Keep a diary of your pain – where it is, when it begins, when it peaks, when you take medications, and what helps relieve the pain.
Be precise when describing your pain. Use words like sharp, radiating, aching, pounding, prickly, tight, deep, stabbing, dull, pinching, and tingly.
Report the severity of your pain. On a scale from 0 to 10, where 0 is no pain and 10 is the worst pain you can imagine, how would you rate it?
Take your medication exactly as prescribed. You may be taking several medications. Be sure you understand when and how to take them, and report any side effects – they can be helped.
Know how to reach your doctor or nurse after hours, and when you should contact them. For example, severe pain should be reported right away, not at your next appointment.
Be sure that a physical therapist is a part of your healthcare team. They can help you understand the causes of your pain and work towards it’s relief with less dependence on painkillers.
Use the same pharmacy. They will know what pain medicines to keep on hand and can answer questions about the medicines and side effects.
Consider non-drug interventions that might help you, including distracting yourself, relaxation techniques, use of heat and cold, massage, and light exercise.

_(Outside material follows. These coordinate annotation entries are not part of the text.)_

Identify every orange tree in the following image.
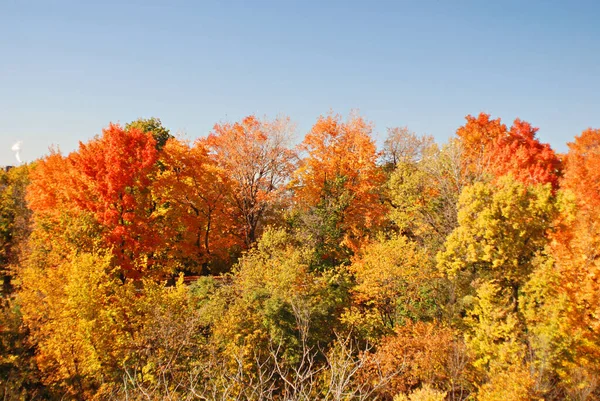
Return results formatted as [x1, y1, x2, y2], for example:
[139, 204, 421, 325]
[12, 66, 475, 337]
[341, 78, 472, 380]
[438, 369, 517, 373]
[292, 111, 385, 264]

Consult members of your health care team (nurse, social worker, and physical therapist) for help in these areas.
The Most Important Thing to Remember: Pain Can Be Relieved.
There are many options for you and your doctor to choose from when trying to control your pain, such as different dosages, medication combinations, changing medications, or routes of administration.
If one is not working, communicate with your doctor and find about the other choices you have. Remember that you are the expert on your pain, and you have the right to have your pain acknowledged and relieved.
By following these strategies, you and your health care team can become effective partners against pain.